One thing to understand about procurement is that the profession is gaining increasing influence in the business. They are being listened to more and more, and their role is becoming more strategic. If you speak to senior procurement execs, you will soon learn that cross-functional activity is increasingly active; whether this be procurement's presence in other functions or other functions' presence in the procurement department.

The relationship with suppliers is also absolutely key and is where the real cost savings and innovations come from; not from beating down a supplier on upfront cost. In fact, an increasing number of procurement execs speak directly to their suppliers' procurement departments to determine how they can help to better improve efficiencies.

In a recent interview with a procurement exec at Heinz, I was told how conversations with suppliers led to a real innovation in packaging (okay, it was the new plastic used by tomato sauce bottles). But the development, which gives Heinz a real competitive advantage, could only have come about with real collaboration between suppliers, procurement and production.

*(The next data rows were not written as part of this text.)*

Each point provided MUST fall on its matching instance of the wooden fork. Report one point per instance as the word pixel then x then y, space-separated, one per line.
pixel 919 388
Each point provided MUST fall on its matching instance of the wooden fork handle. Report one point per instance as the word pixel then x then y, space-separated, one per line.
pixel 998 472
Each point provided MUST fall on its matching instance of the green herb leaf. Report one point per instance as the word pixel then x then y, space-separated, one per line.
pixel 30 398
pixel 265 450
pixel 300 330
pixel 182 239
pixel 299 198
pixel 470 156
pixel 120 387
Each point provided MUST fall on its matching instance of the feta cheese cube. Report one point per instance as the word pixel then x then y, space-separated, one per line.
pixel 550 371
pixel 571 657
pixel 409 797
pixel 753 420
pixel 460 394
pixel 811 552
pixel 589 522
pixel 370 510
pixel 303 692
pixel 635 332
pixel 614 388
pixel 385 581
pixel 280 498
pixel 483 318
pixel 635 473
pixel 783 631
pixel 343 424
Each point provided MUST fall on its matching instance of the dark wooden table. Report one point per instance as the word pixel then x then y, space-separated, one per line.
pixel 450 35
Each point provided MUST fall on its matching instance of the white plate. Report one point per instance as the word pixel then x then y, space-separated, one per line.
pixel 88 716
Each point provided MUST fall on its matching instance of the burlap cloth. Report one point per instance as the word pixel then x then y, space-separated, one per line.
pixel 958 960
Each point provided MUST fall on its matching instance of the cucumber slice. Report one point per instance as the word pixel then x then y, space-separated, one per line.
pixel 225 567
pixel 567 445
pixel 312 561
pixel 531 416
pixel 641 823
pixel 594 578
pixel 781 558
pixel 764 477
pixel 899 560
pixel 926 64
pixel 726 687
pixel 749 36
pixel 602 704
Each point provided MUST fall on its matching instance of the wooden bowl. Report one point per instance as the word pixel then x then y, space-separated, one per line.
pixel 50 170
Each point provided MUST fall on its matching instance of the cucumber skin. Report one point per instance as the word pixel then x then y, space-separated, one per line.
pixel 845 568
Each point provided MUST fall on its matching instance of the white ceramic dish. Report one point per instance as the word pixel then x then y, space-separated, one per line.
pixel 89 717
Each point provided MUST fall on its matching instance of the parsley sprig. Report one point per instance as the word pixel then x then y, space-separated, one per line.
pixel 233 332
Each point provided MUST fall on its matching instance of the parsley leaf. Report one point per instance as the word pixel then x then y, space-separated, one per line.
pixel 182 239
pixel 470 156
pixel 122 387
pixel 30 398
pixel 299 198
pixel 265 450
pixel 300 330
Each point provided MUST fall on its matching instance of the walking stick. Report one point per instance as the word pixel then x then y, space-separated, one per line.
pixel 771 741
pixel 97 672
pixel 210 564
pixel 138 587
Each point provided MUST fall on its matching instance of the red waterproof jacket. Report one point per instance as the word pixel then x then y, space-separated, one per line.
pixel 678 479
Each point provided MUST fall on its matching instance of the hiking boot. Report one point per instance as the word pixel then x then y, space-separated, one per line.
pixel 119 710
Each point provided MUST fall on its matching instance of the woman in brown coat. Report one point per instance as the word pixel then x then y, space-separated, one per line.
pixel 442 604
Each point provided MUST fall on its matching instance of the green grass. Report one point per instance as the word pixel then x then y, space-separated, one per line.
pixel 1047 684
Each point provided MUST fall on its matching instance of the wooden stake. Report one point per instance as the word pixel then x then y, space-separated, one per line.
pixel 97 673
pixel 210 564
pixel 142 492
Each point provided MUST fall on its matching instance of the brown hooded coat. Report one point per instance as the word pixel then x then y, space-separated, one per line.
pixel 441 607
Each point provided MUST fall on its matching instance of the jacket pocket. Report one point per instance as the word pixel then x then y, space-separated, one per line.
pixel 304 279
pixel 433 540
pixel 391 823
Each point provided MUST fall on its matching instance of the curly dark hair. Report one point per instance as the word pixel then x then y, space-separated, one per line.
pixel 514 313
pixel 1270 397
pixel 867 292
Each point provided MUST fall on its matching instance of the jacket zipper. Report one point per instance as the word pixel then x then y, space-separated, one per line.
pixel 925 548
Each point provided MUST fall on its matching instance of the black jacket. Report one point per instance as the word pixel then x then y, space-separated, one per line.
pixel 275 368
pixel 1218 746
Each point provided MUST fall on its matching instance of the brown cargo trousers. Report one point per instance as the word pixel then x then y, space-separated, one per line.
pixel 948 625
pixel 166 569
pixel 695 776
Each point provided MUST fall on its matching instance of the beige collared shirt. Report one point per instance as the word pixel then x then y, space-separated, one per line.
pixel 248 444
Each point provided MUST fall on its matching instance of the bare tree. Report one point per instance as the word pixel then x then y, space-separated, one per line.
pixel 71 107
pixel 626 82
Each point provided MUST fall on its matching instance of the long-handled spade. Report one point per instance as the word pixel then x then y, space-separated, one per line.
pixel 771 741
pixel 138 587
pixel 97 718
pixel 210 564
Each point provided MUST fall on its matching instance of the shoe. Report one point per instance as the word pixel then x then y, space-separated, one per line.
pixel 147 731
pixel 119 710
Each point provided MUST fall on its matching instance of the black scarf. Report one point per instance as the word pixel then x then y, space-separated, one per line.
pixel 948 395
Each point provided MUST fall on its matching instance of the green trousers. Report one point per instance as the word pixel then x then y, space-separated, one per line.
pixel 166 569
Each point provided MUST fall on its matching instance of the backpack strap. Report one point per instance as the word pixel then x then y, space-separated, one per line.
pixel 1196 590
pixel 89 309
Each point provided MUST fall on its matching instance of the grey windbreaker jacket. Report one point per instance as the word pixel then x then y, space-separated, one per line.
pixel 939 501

That, to me, is real collaboration and is the key to working well and selling more products. Not by going around the "chumpion" to the chumpion's boss.
July 9, 2008 | Registered CommenterDavid Rae
David;

I think you'll find a healthy argument between well trained sales professionals and well trained procurement professionals.

We get recognized and compensated to have you pay more for something and you get paid and compensated to pay less for something.

How can that environment NOT create conflict.

Now when I sell to a CEO who is in charge of maximizing shareholder value and when I can show them ways to greatly increase that value they are willing to share a reasonable portion of that increase in value with me.

That's an environment that creates alignment.

If you were a sales professional where would you spend more of your time?

Regards,

Craig Elias
Creator of Trigger Event Selling
Chief Catalyst at Shift Selling Inc.